Modulator plus amp plus antenna equals illegal fun

When I was much younger, I used some technology in a way it probably was not intended to be used. At the time, it all seemed simple enough, and logical, too. What works one way must work the other. This is what happened when I actually tried it.

At some point, my family had purchased a full-size VHS camera. It was the thing to do for a while there. This particular camera came with a little AC adapter box which had video and audio inputs and outputs, but it also had a pair of coax connectors on the back. You could hook it up to your antenna, or cable, or whatever, and then hook the TV to that. In that sense, the camera could also act like a VCR, in that it would seize the feed and inject its own content on channel 3 or 4 when you turned it on.

Inside our house, we had abandoned cable some years before, and installed our own little extension line to the far end of the house. Watching this happen taught me a bit about TV signals, and how they tend to degrade, and all of this. For one reason or another, we wound up installing an in-line amplifier from Radio Shack right where the antenna feed came in, before it went to any splitters. This made things look pretty good. That, plus a fair amount of yelling back and forth to aim our roof-mounted antenna gave us decent pictures essentially for free.

Archer UHF/VHF/FM Amplifier

I had already discovered that I could connect our camera's coaxial output to the splitter, replacing our antenna feed, so then you could watch it in our distant room. It worked okay, but it got better when I hooked the box up in front of the amp, just like the antenna was.

Well, anyone who's ever played with this kind of stuff probably knows what happened next. There I was, experimenting, and I had this awesome signal booster going into our inside cabling, and our antenna coax was just hanging there. I figured, well, could it work? What if I put that antenna on the output side of our booster? What happened then?

I propped that camera against some stuff and pointed it in the general direction of our front door. Then I hooked it up to the antenna, turned that gain all the way up, and looked around. Nothing was catching on fire, or sizzling, or anything. It was a whole lot of nothing. Then I remembered my little portable black and white TV, and got it out. There it was: our front door, with one of our cats hanging out in front! Wow!

We called a neighbor who we knew had at least one TV with an antenna instead of cable. We asked her to put on channel 4, even though there was no channel 4 in our area. Well, today, that was false. That day, there was, assuming you lived right in the path of our antenna. She came back to the phone: "I can see your kitty!" ... so, yeah, it worked. I didn't leave it on, since I had proven my point, and there wasn't much more to do with it. Also, I knew at some level, it was wrong.
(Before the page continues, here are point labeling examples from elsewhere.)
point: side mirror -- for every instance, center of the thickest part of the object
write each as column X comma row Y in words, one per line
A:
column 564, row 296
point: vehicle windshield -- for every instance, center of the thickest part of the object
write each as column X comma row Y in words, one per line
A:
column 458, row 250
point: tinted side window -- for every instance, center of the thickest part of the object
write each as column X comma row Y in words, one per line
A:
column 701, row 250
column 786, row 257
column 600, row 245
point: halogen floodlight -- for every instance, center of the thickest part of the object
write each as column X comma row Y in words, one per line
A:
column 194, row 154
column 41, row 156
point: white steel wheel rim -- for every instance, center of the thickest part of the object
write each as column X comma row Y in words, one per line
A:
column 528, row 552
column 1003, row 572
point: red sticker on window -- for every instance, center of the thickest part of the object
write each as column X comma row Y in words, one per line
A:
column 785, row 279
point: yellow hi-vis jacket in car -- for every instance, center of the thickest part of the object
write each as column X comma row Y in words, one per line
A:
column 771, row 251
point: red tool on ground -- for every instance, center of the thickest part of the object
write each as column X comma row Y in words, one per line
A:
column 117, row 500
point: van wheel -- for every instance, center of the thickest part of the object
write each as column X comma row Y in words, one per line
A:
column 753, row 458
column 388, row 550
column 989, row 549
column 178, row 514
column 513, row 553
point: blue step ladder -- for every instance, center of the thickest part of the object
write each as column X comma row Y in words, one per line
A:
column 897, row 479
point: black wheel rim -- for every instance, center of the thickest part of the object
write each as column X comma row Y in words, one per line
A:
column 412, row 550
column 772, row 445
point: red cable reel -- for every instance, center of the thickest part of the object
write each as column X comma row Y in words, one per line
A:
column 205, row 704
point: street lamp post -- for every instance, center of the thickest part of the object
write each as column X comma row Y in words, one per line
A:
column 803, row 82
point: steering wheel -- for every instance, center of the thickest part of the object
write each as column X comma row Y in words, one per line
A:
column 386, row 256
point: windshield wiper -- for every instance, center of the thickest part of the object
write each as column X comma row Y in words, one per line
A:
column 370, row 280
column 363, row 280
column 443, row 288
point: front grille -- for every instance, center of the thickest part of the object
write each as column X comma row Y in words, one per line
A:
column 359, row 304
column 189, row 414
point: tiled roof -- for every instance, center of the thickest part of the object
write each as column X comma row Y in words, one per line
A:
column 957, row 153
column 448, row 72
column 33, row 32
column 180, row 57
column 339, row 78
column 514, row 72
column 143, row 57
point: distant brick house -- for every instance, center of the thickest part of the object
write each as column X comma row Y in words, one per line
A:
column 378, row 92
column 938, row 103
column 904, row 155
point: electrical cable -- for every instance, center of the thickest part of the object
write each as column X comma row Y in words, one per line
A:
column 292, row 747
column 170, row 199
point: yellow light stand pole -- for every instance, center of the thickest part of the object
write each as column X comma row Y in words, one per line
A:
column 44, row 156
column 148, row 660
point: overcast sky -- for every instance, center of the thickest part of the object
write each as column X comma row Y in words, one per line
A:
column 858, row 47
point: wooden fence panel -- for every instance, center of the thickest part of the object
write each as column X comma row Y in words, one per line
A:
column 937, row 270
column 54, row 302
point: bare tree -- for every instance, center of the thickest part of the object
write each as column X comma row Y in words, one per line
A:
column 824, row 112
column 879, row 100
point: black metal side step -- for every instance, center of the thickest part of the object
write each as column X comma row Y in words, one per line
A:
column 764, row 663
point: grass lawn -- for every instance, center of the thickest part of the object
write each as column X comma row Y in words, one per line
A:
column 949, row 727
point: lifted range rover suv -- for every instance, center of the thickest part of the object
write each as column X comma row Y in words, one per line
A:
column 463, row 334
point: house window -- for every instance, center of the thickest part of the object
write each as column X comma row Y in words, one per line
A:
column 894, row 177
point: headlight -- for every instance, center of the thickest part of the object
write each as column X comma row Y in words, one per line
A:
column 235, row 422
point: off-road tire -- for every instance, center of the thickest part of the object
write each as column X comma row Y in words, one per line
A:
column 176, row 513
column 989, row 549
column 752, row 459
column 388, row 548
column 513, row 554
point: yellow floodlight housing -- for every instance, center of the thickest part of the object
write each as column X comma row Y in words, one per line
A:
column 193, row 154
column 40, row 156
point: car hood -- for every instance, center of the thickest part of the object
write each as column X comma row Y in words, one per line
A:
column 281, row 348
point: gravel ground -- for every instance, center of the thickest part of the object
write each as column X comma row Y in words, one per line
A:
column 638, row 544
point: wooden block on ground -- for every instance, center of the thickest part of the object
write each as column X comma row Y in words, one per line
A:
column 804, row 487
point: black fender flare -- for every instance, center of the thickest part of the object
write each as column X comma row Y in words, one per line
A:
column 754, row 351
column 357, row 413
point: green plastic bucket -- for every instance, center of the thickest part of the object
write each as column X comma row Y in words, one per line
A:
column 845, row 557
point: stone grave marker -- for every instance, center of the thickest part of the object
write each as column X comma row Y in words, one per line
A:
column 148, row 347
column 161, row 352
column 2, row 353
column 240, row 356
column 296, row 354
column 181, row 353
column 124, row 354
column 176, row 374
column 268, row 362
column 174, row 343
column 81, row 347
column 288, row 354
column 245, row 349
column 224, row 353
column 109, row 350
Obviously, this probably violated a half-dozen FCC regulations and created interference and all of that other stuff. I'll just say that it happened a very long time ago, and I was still in middle school, so forget about coming after me for it now.

There is one sad note about this. The way things are going, this will quickly become impossible. I imagine TV sets will stop tuning NTSC off the air soon, if they haven't already, because there are fewer and fewer sources of it as time goes by. There's certainly nobody out there with a plain old NTSC set with a bare antenna feed, for sure, since it's been dark for a couple of years now.

I don't suppose many kids will get to have their own "Cat TV channel 4" in the future. They will have to settle for YouTube or whatever else we use to transmit video at that point.